As a matter of fact it was a Hydro-Aeroplane, and after it had passed overhead the watchers saw it wheel and swoop towards the harbour hidden from them by the shoulder of the downs.

The man stood looking after it, his shadow sprawling across the dusty road before him."Lawks !"he ejaculated,"'ere's goin's-on !"A ripple from the Naval Manoeuvre Area had passed across the placid surface of his life. He resumed his interrupted tea.

A stone breakwater stretched a half-encircling arm round the little harbour, Within its shelter a huddle of coasting craft and trawlers lay at anchor, with the red roofs of the town banked up as a background for their tangled spars. Behind them again the tall chimney of an electric power station lifted a slender head.

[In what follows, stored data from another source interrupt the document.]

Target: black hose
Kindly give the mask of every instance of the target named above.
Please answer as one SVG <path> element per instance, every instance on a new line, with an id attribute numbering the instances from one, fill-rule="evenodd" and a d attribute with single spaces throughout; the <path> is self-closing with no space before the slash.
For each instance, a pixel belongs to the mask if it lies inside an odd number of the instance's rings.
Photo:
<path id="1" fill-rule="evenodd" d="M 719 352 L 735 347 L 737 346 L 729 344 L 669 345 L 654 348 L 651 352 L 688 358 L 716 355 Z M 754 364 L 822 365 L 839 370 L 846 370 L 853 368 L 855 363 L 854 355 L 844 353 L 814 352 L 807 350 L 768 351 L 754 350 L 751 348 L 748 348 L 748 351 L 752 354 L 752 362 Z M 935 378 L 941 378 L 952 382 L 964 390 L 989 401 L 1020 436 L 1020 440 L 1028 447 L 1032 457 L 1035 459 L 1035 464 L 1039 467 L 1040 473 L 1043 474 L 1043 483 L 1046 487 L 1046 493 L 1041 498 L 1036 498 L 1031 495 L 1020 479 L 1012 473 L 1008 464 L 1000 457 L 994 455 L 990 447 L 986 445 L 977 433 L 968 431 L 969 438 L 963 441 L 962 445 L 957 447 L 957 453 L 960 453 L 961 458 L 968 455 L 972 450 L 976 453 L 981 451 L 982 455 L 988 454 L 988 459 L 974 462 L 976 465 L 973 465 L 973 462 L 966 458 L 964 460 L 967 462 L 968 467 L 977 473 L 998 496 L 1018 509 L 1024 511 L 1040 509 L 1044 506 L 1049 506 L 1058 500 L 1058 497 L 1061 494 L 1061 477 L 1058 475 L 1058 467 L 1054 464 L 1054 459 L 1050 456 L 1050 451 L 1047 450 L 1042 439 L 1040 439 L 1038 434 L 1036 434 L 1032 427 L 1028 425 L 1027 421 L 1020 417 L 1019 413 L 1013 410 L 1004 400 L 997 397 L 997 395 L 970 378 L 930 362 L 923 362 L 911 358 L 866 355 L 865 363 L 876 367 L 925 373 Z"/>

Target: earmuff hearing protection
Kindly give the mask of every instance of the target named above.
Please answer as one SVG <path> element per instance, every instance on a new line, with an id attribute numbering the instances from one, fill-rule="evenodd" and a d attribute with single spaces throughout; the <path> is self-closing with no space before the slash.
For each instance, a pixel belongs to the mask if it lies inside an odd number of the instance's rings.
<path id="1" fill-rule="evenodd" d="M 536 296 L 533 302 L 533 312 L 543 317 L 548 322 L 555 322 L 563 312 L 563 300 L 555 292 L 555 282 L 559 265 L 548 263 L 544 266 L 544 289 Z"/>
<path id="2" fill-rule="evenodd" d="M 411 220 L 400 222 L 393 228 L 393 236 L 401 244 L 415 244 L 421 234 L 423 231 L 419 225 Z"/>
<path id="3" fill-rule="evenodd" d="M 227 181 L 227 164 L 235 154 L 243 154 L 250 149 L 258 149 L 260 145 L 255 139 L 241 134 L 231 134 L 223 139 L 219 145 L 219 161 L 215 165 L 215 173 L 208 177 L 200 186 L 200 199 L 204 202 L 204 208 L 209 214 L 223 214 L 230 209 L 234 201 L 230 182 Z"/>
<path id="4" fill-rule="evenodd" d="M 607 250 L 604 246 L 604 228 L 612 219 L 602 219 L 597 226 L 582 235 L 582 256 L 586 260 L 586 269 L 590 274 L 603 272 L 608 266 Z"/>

In the open water of the harbour a flotilla of Submarines were moored alongside one another: figures moved about the tiny railed platforms, and in the stillness of the summer afternoon the harbour held only the sound of their voices, the mulled clink of a hammer, and, from an unseen siding ashore, the noise of shunting railway trucks made musical by distance.

The seaplane drew near and circled gracefully overhead; then it volplaned down and settled lightly on the water at the harbour mouth: a Submarine moved from her moorings to meet it. The pilot of the seaplane pulled off his gauntlets, pushed his goggles up on to his forehead, and lit a cigarette. The Submarine ranged alongside and her Captain leaned over the rail with a smile of greeting.

"Any news ?"

The Flying Corps Officer raised his hands to his mouth:"Enemy's Battleship and eight Destroyers, eighteen 'miles to the Sou'-East,"he shouted"Steering about Nor'-Nor'-West at 12 knots. Battleship's got troops or Marines on board in marching order . . . . No, nothing, thanks - I'm going North to warn them. So-long. . ."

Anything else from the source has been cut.